Se trata de un paisaje en el que confluyen los géneros característicos de la pintura holandesa: la marina, la escena de género y el bodegón. Además, actúa como un muestrario de las diferentes embarcaciones neerlandesas que componían la flota de los Países Bajos: un bote de remos, barcos de pesca, galeras y fragatas características de la Compañía de las Indias Orientales. La historia es una de las disciplinas que más me gusta y especialmente el tema de las colonizaciones y la apertura y el descubrimiento de nuevas tierras. Por ello, el cuadro aunaba características que consideraba interesantes y que podían captar mi atención.

Jan Brueghel “el Joven”.  El Palacio Real de Bruselas  . 1627  (óleo sobre lienzo)

Al ver esta obra me quedé, literalmente, con la boca abierta. Testigo es mi compañero de viaje a la exposición. Como estudiante de arquitectura, ponerme delante de un cuadro como éste, tenía que tener una repercusión en mí, de alguna manera u otra. Pensar que me he pasado un año “dibujando” edificios no es equiparable a esto. Esto es representar arquitecturas en mayúsculas. Me dejó impresionado el conjunto edificatorio del palacio real de Bruselas. La archiduquesa pasó a un segundo plano ya que mi mirada se desviaba a cada segundo a esa pieza monumental. Quizás el cuadro no tenga nada de especial (aunque algo tendrá, ya me entendéis), pero el palacio me dejó sin palabras. Deteneos a observarlo. ¡Qué cantidad de ventanas! (Fenestraciones en términos arquitectónicos).

Jan Brueghel “el Viejo”. Los Archiduques Isabel Clara Eugenia y Alberto en el Palacio de Tervuren en Bruselas. 1621 (óleo sobre lienzo)

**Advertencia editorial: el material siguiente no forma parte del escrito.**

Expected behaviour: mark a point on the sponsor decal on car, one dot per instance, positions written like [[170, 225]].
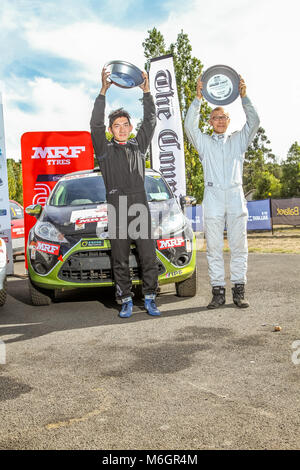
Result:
[[175, 273], [48, 248], [94, 243], [18, 230], [90, 220], [170, 242]]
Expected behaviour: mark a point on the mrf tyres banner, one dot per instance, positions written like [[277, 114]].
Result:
[[46, 156], [5, 227], [286, 211], [167, 144]]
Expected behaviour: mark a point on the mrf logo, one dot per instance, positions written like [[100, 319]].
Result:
[[57, 155], [170, 242]]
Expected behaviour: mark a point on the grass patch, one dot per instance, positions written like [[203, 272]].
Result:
[[284, 239]]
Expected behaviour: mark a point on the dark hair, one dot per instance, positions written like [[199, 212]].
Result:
[[116, 114]]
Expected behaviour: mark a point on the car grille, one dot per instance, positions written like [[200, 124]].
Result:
[[94, 266]]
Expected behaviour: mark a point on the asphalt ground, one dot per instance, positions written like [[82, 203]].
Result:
[[76, 376]]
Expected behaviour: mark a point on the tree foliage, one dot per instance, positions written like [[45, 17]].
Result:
[[291, 172], [187, 70]]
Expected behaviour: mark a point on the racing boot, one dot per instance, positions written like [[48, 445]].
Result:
[[150, 305], [126, 310], [218, 297], [238, 295]]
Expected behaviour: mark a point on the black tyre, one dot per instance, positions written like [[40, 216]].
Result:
[[3, 294], [38, 297], [187, 288]]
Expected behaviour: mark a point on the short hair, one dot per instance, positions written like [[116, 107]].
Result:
[[116, 114], [219, 108]]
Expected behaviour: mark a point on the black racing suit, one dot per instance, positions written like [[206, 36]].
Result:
[[123, 170]]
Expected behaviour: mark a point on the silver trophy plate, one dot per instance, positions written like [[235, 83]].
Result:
[[220, 85], [124, 74]]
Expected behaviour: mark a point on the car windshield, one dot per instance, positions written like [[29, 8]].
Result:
[[75, 190], [156, 188]]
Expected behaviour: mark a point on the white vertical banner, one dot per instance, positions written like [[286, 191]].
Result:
[[5, 227], [167, 146]]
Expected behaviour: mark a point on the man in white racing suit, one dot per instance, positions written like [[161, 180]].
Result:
[[222, 158]]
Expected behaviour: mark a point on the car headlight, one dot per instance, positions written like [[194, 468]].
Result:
[[47, 231]]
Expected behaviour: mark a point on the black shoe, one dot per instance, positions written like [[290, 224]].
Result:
[[238, 295], [218, 297]]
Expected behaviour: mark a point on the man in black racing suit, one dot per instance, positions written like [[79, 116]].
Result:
[[122, 163]]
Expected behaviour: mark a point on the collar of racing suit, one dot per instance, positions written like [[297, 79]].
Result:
[[219, 137]]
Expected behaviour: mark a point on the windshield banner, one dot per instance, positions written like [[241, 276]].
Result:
[[167, 146], [46, 156], [5, 227]]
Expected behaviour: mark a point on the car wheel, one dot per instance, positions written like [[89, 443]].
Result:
[[3, 294], [187, 288], [37, 296]]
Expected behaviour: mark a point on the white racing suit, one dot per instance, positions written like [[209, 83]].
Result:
[[222, 159]]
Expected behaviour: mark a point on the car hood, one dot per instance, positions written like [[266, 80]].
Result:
[[78, 219]]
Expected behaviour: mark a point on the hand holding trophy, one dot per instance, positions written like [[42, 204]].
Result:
[[221, 85]]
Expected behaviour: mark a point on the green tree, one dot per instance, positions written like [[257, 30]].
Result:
[[291, 173], [187, 70], [267, 185], [258, 159]]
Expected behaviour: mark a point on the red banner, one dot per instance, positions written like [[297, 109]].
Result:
[[46, 156]]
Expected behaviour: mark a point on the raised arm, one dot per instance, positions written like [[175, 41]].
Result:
[[145, 132], [249, 130], [97, 119], [191, 122]]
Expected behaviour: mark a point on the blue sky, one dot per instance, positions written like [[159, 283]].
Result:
[[52, 53]]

Esta obra me recordó a la arquitectura típica de la ciudad de Ámsterdam. Las casas cercanas a los canales de la ciudad, con esas particulares fachadas que, en su parte más alta, descienden escalonadas formando un triángulo. Además, en lo que me primero me fijé del cuadro fue en el palacio, pues ese color rojo anaranjado hace que destaque por encima de los demás elementos de la composición: “El rojo de la fachada sirve de contrapunto a la gama de tonos azules y verdes con la que está entonada la composición”.

Jan Both. La salida al campo con el ganado. 1639-41

Perteneciente al llamado “paisaje italianizante” y realizada por encargo del monarca español Felipe IV para el Palacio del Buen Retiro, esta obra me pareció diferente. La luz cálida que ilumina la escena me permitió establecer una clara diferencia con las obras que había visto anteriormente. Desde luego, este paseo campestre es todo lo contrario al paisaje de hielo y nieve.

Pedro Pablo Rubens. Atalanta y Meleagro cazando el jabalí de Calidonia. 1635-36 (óleo sobre lienzo)

“Según relata Ovidio en las Metamorfosis(VIII, 260-444), un jabalí gigante, enviado por la diosa Diana, asolaba el reino de Calidonia. Meleagro, hijo del rey, y su amada Atalanta, organizaron una cacería, ayudados por sus primos Cástor y Pólux”

Frondoso paisaje para un entorno idílico es lo que presenta Rubens en esta obra. Aunque lo más importante, y donde pretende centrar la mirada del espectador es en el primer plano, que recoge las figuras de Atalanta y el jabalí. Se trata de una de las obras cumbres del paisaje nórdico.

Además de determinadas obras, también despertaron mi curiosidad diferentes aspectos y detalles que iba extrayendo de la información de la sección a tratar y de las cartelas de las obras.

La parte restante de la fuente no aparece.